Superconductivity in the Hubbard model with correlated hopping: Slave-boson study

TL;DR

This study uses slave-boson mean-field theory to explore the phase diagram of the Hubbard model with correlated hopping, revealing how strong correlations influence superconductivity and phase transitions.

Contribution

It provides a comprehensive phase diagram for the Hubbard model with correlated hopping, highlighting the effects of strong correlations on superconductivity and phase transitions.

Findings

Superconductivity is stable near half-filling in strongly correlated regimes.

A direct transition from superconductor to Mott insulator occurs at half-filling.

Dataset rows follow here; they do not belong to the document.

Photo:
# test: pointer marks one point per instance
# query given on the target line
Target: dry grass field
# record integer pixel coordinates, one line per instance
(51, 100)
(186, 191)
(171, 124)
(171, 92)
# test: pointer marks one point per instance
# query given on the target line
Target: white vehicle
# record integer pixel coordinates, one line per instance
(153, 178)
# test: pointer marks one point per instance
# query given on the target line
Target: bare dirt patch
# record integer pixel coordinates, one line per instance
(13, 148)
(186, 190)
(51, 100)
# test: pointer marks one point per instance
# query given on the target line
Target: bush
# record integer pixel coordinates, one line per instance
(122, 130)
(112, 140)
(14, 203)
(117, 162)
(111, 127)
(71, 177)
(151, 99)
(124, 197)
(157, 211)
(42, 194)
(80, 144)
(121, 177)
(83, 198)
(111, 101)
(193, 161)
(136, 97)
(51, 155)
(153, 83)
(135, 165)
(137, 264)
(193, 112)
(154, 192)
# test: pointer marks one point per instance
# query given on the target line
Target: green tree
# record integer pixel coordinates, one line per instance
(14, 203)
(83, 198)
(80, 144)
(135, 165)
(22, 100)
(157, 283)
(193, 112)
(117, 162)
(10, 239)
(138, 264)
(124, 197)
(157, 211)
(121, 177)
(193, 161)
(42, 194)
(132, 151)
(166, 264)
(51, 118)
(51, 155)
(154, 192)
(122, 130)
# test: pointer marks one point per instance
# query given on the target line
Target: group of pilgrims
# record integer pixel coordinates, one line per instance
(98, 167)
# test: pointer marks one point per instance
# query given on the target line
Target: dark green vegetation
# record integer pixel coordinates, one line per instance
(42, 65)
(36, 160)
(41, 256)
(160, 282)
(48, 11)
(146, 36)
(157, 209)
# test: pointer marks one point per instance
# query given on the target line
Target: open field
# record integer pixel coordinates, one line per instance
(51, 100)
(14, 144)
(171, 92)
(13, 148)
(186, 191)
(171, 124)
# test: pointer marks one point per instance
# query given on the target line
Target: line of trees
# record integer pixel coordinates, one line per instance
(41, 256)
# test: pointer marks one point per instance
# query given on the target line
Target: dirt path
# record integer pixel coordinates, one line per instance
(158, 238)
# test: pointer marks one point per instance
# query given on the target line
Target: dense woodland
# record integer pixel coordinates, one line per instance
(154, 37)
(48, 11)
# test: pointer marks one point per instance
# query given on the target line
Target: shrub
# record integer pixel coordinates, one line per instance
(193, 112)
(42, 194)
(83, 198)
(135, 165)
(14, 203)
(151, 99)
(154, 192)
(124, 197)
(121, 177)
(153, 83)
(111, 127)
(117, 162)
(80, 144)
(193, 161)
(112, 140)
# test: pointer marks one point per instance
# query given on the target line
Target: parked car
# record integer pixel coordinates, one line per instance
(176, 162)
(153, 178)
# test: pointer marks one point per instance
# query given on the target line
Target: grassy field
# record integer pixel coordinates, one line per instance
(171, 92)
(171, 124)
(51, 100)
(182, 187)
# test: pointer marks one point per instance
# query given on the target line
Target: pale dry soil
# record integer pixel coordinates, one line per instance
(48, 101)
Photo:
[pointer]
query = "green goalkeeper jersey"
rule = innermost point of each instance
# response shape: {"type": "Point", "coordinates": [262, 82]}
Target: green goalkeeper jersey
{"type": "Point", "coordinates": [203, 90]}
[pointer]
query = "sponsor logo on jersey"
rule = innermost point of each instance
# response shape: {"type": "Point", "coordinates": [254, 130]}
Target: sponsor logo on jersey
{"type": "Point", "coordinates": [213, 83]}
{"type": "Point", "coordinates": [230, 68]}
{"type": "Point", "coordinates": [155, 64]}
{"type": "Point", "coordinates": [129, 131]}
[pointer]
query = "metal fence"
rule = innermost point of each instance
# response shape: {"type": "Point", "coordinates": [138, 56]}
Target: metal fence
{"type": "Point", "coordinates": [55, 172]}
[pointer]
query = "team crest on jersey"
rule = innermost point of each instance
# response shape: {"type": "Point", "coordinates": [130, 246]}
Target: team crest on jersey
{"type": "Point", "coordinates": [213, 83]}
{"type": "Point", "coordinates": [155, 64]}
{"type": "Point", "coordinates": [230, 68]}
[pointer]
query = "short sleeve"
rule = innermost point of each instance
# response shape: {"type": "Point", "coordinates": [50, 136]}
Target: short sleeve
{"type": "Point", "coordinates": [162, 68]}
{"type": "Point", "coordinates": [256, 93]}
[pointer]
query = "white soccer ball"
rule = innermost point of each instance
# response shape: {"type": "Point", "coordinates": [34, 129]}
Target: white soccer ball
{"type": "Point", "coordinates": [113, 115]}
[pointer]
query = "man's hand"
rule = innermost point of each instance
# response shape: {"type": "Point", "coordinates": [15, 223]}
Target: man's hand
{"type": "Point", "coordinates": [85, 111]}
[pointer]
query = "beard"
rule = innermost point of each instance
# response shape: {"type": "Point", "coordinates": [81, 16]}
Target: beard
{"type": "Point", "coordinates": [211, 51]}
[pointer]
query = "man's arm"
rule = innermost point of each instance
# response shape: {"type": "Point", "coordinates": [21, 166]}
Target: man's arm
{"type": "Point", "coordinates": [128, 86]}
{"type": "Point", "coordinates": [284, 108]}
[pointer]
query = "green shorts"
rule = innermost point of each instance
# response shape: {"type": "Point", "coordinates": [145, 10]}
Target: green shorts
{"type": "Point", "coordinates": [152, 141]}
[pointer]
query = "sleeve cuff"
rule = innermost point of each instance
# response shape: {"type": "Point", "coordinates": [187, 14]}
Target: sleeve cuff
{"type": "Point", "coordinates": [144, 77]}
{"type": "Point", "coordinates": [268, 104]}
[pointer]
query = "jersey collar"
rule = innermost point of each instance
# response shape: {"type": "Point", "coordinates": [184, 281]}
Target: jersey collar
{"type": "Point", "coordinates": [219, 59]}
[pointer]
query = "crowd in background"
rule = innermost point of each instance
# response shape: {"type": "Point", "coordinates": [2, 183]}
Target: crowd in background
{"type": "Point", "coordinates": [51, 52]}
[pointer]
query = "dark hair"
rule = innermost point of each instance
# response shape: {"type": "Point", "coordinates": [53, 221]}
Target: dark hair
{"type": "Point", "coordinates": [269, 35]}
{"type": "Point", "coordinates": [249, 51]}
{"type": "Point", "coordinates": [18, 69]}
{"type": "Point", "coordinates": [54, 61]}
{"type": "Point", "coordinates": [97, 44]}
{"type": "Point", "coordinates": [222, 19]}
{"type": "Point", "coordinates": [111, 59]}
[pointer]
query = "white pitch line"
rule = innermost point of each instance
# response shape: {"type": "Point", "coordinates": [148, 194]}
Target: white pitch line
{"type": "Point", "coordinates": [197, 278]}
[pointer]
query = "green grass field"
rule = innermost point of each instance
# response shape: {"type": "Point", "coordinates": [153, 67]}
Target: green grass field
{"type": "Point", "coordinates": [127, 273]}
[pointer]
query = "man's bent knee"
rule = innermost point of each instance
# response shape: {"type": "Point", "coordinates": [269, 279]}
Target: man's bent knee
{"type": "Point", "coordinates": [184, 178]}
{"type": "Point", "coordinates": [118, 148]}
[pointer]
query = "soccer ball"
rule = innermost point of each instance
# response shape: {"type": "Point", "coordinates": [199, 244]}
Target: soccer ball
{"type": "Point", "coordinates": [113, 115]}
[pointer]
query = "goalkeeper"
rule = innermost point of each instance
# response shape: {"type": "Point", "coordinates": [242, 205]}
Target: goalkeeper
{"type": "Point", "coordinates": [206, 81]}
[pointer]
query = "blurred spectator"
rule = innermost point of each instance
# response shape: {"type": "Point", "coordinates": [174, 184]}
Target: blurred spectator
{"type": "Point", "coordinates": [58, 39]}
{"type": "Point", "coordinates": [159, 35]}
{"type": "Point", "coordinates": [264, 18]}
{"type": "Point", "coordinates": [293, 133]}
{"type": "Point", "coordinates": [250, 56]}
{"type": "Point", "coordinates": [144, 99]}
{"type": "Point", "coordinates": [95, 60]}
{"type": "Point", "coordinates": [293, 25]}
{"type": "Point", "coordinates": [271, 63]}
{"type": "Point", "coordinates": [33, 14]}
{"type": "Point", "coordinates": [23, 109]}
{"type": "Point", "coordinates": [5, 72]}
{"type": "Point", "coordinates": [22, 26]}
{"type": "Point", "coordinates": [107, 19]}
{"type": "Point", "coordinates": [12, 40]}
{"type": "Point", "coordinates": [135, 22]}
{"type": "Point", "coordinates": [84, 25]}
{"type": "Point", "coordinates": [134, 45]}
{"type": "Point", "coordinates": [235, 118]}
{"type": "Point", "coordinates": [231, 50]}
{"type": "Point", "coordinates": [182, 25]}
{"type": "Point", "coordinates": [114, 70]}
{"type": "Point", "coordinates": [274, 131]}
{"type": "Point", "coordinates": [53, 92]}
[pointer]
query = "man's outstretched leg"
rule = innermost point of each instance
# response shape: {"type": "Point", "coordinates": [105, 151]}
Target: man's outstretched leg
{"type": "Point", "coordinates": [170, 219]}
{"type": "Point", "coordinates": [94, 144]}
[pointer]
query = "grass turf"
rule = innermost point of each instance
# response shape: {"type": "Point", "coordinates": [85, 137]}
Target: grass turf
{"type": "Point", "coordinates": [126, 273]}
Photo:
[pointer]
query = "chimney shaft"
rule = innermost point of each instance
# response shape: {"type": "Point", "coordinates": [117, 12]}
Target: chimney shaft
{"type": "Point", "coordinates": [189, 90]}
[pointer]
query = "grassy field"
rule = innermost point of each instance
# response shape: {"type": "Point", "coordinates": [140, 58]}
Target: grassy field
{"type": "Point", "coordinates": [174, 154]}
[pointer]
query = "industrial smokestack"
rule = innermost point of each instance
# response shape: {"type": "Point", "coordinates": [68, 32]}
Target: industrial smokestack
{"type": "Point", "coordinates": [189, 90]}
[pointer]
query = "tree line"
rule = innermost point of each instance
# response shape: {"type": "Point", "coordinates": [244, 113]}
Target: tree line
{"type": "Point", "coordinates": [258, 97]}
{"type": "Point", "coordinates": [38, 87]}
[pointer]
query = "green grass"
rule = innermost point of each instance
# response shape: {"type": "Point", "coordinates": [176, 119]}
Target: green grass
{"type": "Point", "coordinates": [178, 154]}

Strong correlations alter the superconducting gap, making it nonexponential near phase transitions.

Abstract

The slave boson mean-field studies of the ground state of the Hubbard model with correlated hopping were performed. The approach qualitatively recovers the exact results for the case of the hopping integral t equal to the correlated hopping integral X. The phase diagram for the strongly correlated state with only singly occupied sites, the weakly correlated state, where single and double occupation is allowed, and for the superconducting state, was determined for any values of X and any electron concentration n. At the half-filled band (n=1) a direct transition from the superconductor to the Mott insulator was found. In the region of strong correlations the superconducting solution is stable for n close to 1, in contrast to the case of weak correlations, in which superconductivity occurs at n close to 0 and n close to 2. We found also that strong correlations change characteristics of the superconducting phase, e.g. the gap in the excitation spectrum has a nonexponential dependence close to the point of the phase transition.